You have seen others succeed and felt frustrated when you have more experience, drive and determination. You felt let down and came close to throwing in the towel. Sometimes you struggle with not being special or known in this new world. You try hard to blend in, be special or water down your brilliance, knowledge, and insights; trying to be part of the “new” team outside of your old gig…something doesn't feel right. You want more.
Before and After
Before I stopped competing I was on top of the world. My dreams were ahead of me. I had teammates, coaches, athletic trainers, doctors, advisors, nutritionists, sports psychologists, committees, training tables, managers...helping me every step of the way. Sure there were challenges, but I was on purpose and had support. Sadly, I was short sighted. I had no desire to think about life beyond sport. For what?

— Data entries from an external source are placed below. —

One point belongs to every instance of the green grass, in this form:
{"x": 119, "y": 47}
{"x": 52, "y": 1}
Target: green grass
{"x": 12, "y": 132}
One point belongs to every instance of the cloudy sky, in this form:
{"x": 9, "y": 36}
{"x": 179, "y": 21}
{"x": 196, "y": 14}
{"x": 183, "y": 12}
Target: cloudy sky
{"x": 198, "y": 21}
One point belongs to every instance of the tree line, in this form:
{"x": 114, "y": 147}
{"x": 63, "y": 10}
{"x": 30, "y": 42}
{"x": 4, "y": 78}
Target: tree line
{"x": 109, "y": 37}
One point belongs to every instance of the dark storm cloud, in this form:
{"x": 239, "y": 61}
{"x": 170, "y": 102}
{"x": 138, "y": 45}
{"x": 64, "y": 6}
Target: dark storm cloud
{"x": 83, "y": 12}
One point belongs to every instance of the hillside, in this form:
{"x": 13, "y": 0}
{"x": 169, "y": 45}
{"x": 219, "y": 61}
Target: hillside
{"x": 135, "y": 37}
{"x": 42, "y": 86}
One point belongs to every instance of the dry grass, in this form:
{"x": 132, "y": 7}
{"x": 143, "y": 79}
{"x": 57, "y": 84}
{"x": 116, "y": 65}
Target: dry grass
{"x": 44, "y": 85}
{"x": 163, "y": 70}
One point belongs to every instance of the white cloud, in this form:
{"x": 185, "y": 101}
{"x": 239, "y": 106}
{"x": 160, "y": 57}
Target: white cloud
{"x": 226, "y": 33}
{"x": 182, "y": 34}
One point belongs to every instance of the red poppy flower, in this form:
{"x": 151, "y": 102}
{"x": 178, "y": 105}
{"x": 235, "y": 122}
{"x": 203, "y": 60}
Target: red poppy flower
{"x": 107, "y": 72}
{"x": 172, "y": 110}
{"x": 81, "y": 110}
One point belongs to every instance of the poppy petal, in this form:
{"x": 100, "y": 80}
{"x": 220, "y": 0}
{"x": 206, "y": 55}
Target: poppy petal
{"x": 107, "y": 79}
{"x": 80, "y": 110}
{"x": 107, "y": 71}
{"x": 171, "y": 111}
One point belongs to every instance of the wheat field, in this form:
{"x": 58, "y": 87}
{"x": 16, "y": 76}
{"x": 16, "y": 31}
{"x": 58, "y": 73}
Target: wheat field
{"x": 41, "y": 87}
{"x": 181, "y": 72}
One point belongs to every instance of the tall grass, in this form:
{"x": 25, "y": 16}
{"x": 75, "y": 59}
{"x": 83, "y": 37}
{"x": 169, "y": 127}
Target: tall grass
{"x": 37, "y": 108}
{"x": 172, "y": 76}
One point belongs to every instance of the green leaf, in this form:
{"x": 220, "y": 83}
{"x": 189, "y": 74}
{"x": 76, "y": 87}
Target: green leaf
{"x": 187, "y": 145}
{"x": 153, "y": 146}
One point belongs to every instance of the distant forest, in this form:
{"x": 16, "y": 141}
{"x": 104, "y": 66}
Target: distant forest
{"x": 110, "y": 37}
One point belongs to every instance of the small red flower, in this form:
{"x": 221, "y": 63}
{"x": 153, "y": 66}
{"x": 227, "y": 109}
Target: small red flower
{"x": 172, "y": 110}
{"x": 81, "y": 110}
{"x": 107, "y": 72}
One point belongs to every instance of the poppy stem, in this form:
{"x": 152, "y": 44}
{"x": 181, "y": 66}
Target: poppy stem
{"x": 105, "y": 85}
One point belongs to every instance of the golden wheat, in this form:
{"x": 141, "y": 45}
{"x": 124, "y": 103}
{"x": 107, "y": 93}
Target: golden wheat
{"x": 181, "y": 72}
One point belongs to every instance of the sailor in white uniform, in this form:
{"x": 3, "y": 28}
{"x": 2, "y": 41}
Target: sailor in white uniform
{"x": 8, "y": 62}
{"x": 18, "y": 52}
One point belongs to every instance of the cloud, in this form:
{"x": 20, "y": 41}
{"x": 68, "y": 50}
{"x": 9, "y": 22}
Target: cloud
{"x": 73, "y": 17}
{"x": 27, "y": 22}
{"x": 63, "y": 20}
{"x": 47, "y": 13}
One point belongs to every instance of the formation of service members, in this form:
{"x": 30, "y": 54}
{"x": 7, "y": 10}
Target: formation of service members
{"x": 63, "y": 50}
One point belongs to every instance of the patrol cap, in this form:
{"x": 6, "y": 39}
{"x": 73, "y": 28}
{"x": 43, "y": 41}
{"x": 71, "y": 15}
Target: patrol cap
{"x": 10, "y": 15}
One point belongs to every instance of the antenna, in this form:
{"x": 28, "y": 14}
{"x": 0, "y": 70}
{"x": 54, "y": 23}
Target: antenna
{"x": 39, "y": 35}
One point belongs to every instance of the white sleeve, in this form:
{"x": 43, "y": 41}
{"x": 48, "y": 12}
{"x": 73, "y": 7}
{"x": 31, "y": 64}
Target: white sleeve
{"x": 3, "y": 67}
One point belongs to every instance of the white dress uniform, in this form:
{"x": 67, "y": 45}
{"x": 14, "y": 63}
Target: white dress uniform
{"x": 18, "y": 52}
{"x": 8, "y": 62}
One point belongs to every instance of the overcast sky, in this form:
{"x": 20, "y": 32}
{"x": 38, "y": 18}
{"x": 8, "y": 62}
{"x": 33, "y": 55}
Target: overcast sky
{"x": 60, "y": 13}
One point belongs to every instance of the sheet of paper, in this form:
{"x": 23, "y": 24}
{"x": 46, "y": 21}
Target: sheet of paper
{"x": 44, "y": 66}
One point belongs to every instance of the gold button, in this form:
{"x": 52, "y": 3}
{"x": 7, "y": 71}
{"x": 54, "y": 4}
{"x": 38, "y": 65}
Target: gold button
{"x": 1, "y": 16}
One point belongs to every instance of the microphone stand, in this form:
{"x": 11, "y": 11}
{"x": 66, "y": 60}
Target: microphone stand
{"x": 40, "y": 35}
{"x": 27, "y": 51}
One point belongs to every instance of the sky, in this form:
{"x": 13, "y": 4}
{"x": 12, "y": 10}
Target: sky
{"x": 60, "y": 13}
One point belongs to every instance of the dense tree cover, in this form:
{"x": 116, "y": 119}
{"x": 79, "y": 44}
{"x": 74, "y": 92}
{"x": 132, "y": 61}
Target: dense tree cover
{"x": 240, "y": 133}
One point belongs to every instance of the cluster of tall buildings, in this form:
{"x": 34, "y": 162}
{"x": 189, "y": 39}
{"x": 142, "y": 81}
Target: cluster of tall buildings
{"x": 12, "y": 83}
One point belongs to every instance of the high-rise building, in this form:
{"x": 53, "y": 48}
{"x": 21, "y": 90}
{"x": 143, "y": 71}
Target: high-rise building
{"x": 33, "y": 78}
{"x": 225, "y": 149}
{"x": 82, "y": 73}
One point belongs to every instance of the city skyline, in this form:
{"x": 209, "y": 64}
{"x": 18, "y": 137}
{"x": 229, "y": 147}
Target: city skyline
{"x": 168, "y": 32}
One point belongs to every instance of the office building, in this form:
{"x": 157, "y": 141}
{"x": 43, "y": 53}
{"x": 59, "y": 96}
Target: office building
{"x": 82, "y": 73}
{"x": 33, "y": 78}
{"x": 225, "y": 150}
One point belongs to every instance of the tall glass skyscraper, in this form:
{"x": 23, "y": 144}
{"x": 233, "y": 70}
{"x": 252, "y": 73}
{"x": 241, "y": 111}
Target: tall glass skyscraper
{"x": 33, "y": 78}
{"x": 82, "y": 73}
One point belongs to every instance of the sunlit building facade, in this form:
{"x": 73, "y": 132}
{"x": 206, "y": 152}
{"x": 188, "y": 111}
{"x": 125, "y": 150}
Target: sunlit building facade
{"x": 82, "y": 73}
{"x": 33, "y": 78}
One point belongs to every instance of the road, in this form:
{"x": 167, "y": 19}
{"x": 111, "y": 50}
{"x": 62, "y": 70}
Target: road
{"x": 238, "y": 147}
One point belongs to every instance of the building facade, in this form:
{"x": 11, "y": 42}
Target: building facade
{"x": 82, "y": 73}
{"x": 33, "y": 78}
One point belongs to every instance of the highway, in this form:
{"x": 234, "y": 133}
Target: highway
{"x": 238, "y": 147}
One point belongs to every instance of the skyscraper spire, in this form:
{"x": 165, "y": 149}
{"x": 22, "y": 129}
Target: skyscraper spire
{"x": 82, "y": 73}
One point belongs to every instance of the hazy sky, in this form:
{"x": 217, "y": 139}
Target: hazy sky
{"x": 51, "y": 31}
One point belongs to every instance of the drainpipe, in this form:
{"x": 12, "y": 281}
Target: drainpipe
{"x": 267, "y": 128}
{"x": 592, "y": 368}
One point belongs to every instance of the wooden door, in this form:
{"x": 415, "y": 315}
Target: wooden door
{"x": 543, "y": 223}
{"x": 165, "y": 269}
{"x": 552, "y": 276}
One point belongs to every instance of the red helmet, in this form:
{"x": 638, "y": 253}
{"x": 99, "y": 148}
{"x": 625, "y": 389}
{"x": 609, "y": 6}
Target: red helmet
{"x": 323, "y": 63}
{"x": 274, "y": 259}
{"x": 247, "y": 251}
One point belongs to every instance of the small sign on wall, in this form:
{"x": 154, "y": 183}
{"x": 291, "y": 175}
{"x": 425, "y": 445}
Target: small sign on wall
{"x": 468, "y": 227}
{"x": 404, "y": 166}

Alumni would come back and tell us to enjoy it now because soon we will be working for the weekend. Or that we better appreciate working out 20+ hours a week as now they can hardly find 20 minutes. I did.not.want.that.
After I transitioned, well, I...I fumbled to find a way that was as fulfilling as being an athlete. I worked for the weekend. I did not like my career. I sought attention or a way to perform again. I wasn't sure I'd ever find anything as great as being an athlete. BUT I DID! It is different. It is not the same. But it is beyond fulfilling, and even more meaningful than being an athlete! You can too!